Mark I Evans (Icahn School of Medicine at Mount Sinai, New York, USA)
Prenatal diagnosis began in the 1960s by blindly sticking a needle into the uterus, hoping not to hit the fetus, and getting fetal cells for analysis – which usually took about a month. Genetic screening consisted of asking the patient “how old are you?” Selective Mendelian screening could only address simple genetic alterations such as Sickle Cell Anemia, Tay Sachs disease, and alpha and beta thalassemia. Services were very limited, expensive, risky, and only expanded once patients began to have the option to terminate a pregnancy if unhealthy. Though the 70s, 80s, and 90s, concomitant development of ultrasound added a new dimension of capabilities and increased the cadre of trained physicians. Increasingly over the last 20 years, expanding laboratory techniques have assumed a bigger part of the armamentarium. Procedures have become much safer in experienced hands, the laboratory capabilities from obtained specimens have increased logarithmically, but most of the growth is now in NIPT which has become ubiquitous because it identified fetal gender without a procedure.
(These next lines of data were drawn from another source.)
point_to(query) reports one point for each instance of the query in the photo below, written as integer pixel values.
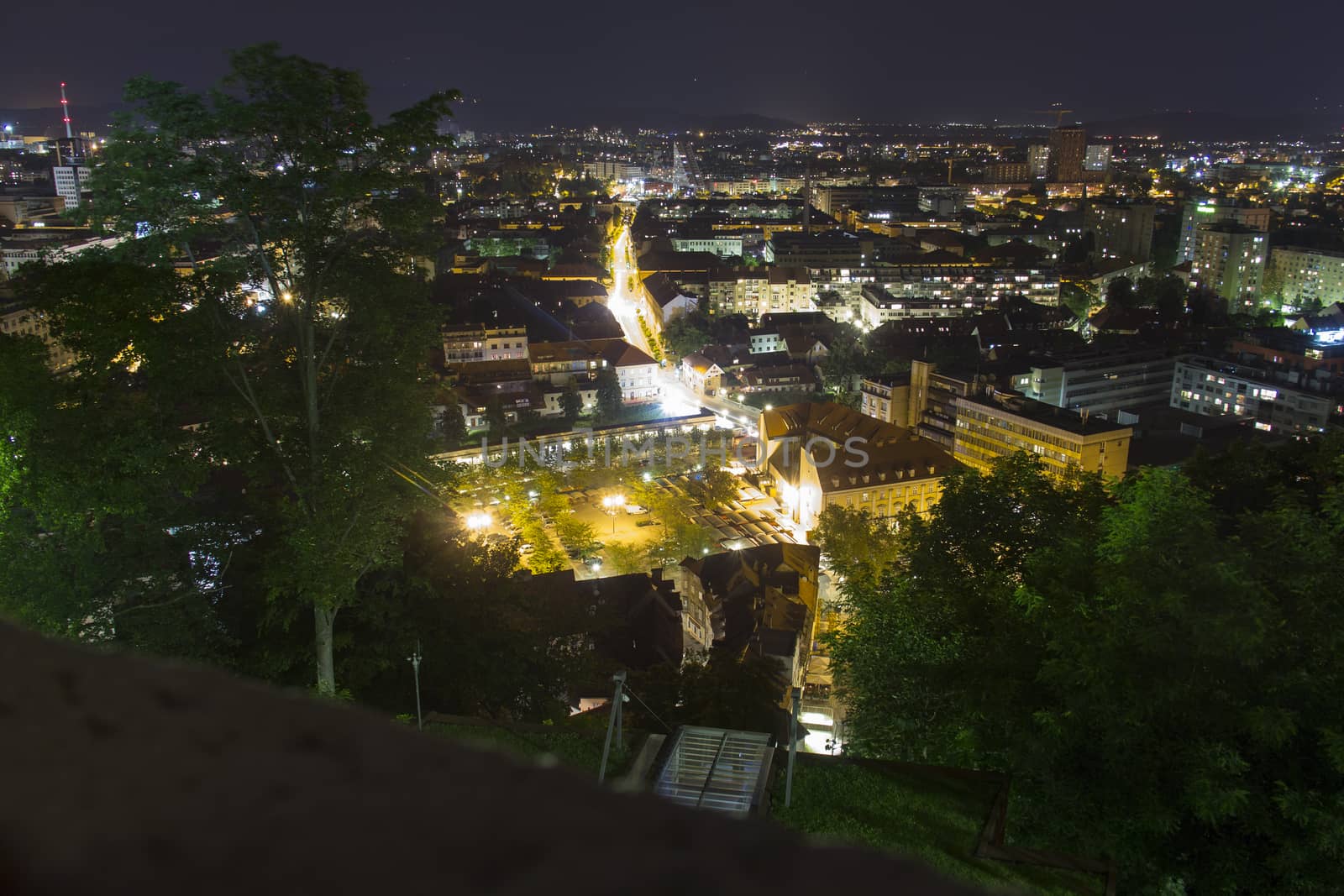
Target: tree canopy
(1158, 668)
(265, 313)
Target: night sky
(530, 62)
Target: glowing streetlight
(613, 504)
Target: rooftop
(1042, 414)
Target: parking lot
(750, 520)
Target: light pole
(414, 660)
(613, 504)
(477, 521)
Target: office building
(1001, 425)
(886, 398)
(1101, 383)
(1007, 172)
(1230, 261)
(833, 250)
(1216, 212)
(1121, 230)
(19, 318)
(826, 454)
(1305, 277)
(1214, 387)
(1068, 149)
(900, 201)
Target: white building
(472, 344)
(71, 181)
(1230, 261)
(1097, 157)
(1038, 161)
(1303, 277)
(1221, 389)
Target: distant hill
(1216, 125)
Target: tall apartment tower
(1211, 211)
(1038, 161)
(1068, 149)
(1230, 261)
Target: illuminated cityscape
(803, 453)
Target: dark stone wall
(120, 774)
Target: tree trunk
(326, 620)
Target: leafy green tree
(571, 405)
(624, 558)
(609, 399)
(299, 338)
(853, 542)
(1167, 656)
(454, 426)
(716, 488)
(517, 660)
(578, 537)
(719, 691)
(1120, 293)
(687, 333)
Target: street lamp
(613, 504)
(416, 660)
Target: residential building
(1210, 211)
(1121, 230)
(580, 363)
(1315, 352)
(738, 291)
(1038, 161)
(1099, 382)
(826, 454)
(879, 307)
(759, 600)
(1305, 277)
(833, 250)
(790, 291)
(933, 411)
(1005, 423)
(886, 398)
(19, 318)
(1215, 387)
(832, 201)
(475, 344)
(701, 374)
(664, 298)
(1007, 172)
(722, 244)
(71, 181)
(1068, 149)
(636, 620)
(779, 378)
(1230, 261)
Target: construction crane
(1057, 110)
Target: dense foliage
(1158, 668)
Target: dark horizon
(528, 65)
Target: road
(625, 305)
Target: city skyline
(533, 65)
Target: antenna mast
(65, 109)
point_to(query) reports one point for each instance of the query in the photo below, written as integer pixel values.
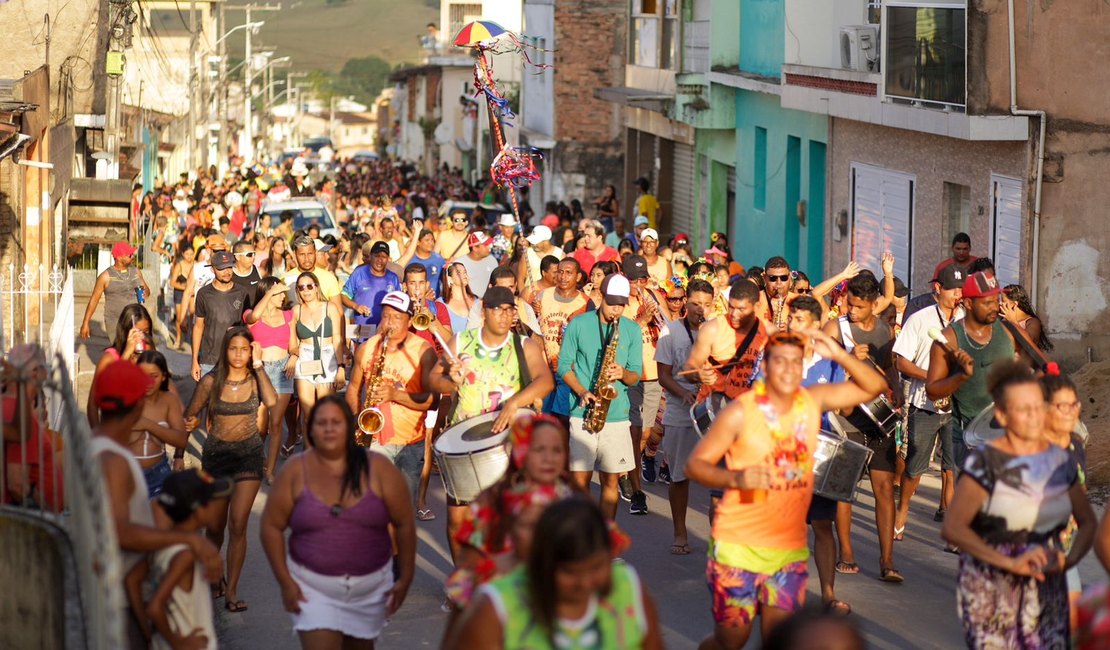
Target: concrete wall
(932, 160)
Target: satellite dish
(444, 133)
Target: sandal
(838, 608)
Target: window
(957, 211)
(759, 171)
(926, 52)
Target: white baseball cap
(396, 300)
(541, 233)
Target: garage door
(1006, 229)
(683, 207)
(883, 216)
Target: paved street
(919, 613)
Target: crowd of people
(344, 371)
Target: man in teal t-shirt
(609, 450)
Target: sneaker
(647, 465)
(638, 504)
(625, 487)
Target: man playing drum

However, NIPT can only find about 20% of what can be found with CVS or amniocentesis and paradoxically, as procedure rates have fallen, has resulted in an epidemic of abnormalities missed because of NIPT. Expanding genetic counseling services are urgently needed so patients can understand their expanded options and the implications of choices they make. Genetic screening and testing is for information only. What patients choose to do with the information is their decision. However, we can’t treat something until we have diagnosed it.